Par Maître Pierre-Emmanuel MEYNARD, Avocat et associé au Cabinet LAVOIX, et Maître Jeanne BRETON, Avocate au Cabinet LAVOIX

La Cour d’appel d’Aix-en-Provence (CA d’Aix-en-Provence, Chambre 3-1, 18 décembre 2025, RG n°21/09979) s’est prononcée sur l’étendue de la protection du personnage Tintin face à des réutilisations dans le cadre d’œuvres d’art tierces, notamment au titre de la liberté artistique invoquée par l’auteur subséquent, et au titre de l’exception de parodie. 

La série de bandes dessinées Tintin bénéficie d’une renommée incontestée qui rend identifiables ses personnages, ses dialogues, et ses détails stylistiques par tout francophone depuis le milieu du XXe siècle.

Un artiste plasticien avait confectionné 53 bustes et 14 fusées, et détourné 18 titres d’œuvres, reprenant alors les éléments caractéristiques de l’univers, ainsi que des planches de la bande dessinée éponyme par l’intermédiaire de la technique du marouflage. 

Certaines de ces œuvres avaient été vendues par une galerie d’art, exploitée par la société « 3 Cerises sur une étagère ». 

Face à cette exploitation non autorisée, les ayants droit d’Hergé et la société Tintinimaginatio, chargée de la valorisation des droits liés à la bande dessinée Tintin, avaient agi en contrefaçon, notamment à la suite d’opérations de saisie-contrefaçon. 

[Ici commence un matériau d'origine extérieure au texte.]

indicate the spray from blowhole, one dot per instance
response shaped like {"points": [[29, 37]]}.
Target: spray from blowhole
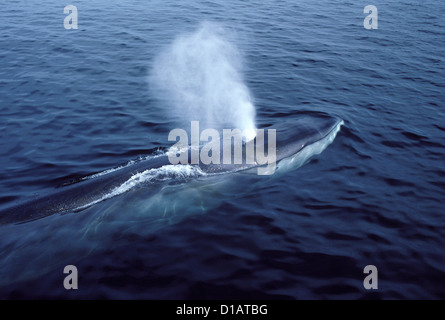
{"points": [[199, 78]]}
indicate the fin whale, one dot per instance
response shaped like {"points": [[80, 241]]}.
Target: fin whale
{"points": [[292, 137]]}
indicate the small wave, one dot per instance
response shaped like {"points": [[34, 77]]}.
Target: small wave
{"points": [[129, 163]]}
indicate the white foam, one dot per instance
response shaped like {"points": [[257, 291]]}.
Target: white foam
{"points": [[164, 173]]}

Le Tribunal judiciaire de Marseille, par une décision du 17 juin 2021, avait déjà fait droit aux demandes des titulaires de droits en caractérisant les actes de contrefaçon et en prononçant des mesures d’interdiction, de destruction et de condamnation. 

Le sculpteur et la galerie d’art condamnés ont interjeté appel de ce jugement. 

Par arrêt du 18 décembre 2025, la cour d’appel d’Aix-en-Provence a confirmé le jugement déféré, précisant le traitement des œuvres composites, en particulier dans le contexte de la création contemporaine donnant lieu à une exploitation commerciale (I), et de l’exception de parodie (II). 

I/ Liberté artistique de l’auteur subséquent 

Les appelants invoquaient ainsi, pour contester le jugement, appartenir à un mouvement artistique propre, se revendiquant du pop art, procurant « une impression esthétique singulière » et témoignant de l’empreinte de la personnalité de leur auteur. 

Selon eux, malgré la reprise des caractéristiques de Tintin, l’expression de la personnalité de l’auteur devrait leur offrir le bénéfice de la protection par le droit d’auteur. 

Ce type d’œuvres est défini par l’article L. 113-2 du Code de la propriété intellectuelle : « Est dite composite l’œuvre nouvelle à laquelle est incorporée une œuvre préexistante sans la collaboration de l’auteur de cette dernière ». L’article L. 113-4 précise « l’œuvre composite est la propriété de l’auteur qui l’a réalisée, sous réserve des droits de l’auteur de l’œuvre préexistante ». 

Or le juge d’appel examine ici l’originalité de l’œuvre alléguée et retient que : « le processus créatif qui consiste à habiller des œuvres créées par autrui, au moyen de divers procédés graphiques, ne permet pas pour autant de considérer, en l’espèce, que ce choix recèle une véritable originalité au regard de l’emprunt systématique et massif à des éléments caractéristiques de l’œuvre première d’Hergé ». 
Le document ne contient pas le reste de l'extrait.